Multi-Object Tracking with Distributed Drones’ RGB Cameras Considering Object Localization Uncertainty

Highlights: What are the main findings? A comprehensive passive sensing framework for multi-object tracking with distributed drones is presented. The robust localization and tracking of aerial objects can be achieved by exploiting spatio-temporal information to associate targets detected by different views. Object localization uncertainty is modeled in the Kalman filter through carefully designed process and observation noise covariance matrices. The resulting data association, based on the Mahalanobis distance, enhances the performance of multi-object tracking. What are the implications of the main finding? Since aerial objects are always small and share similar appearance features, data association between different viewpoints of passive sensors needs to consider more about the geometric constraints and temporal information. The motion of the observer drone necessitates refined modeling of process and observation noise to achieve robust object tracking.
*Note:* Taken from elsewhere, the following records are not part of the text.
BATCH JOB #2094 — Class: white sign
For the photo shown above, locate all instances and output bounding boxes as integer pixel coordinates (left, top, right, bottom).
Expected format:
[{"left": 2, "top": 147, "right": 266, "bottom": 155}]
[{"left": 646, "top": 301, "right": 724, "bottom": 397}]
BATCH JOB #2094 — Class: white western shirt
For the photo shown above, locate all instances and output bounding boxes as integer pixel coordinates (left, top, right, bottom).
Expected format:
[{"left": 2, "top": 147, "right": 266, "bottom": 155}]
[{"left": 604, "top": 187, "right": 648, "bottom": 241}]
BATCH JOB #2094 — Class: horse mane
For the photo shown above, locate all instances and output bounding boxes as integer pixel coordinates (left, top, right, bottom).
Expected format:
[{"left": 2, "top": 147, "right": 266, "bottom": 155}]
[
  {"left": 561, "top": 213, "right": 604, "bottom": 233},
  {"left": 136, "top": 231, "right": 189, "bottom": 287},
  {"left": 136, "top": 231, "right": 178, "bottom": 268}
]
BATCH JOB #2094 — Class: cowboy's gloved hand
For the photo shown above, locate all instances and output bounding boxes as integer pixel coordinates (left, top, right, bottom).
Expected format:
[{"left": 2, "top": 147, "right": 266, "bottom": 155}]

Reliable 3D multi-object tracking (MOT) using distributed drones remains challenging due to the lack of active sensing and the ambiguity in associating detections from different views. This paper presents a passive sensing framework that integrates multi-view data association and 3D MOT for aerial objects. First, object localization is achieved via triangulation using two onboard RGB cameras. To mitigate false positive objects caused by crossing bearings, spatial–temporal cues derived from 2D image detections and tracking results are exploited to establish a likelihood-based association matrix, enabling robust multi-view data association. Subsequently, optimized process and observation noise covariance matrices are formulated to quantitatively model localization uncertainty, and a Mahalanobis distance-based data association is introduced to improve the consistency of 3D tracking. Both simulation and real-world experiments demonstrate that the proposed approach achieves accurate and stable tracking performance under passive sensing conditions.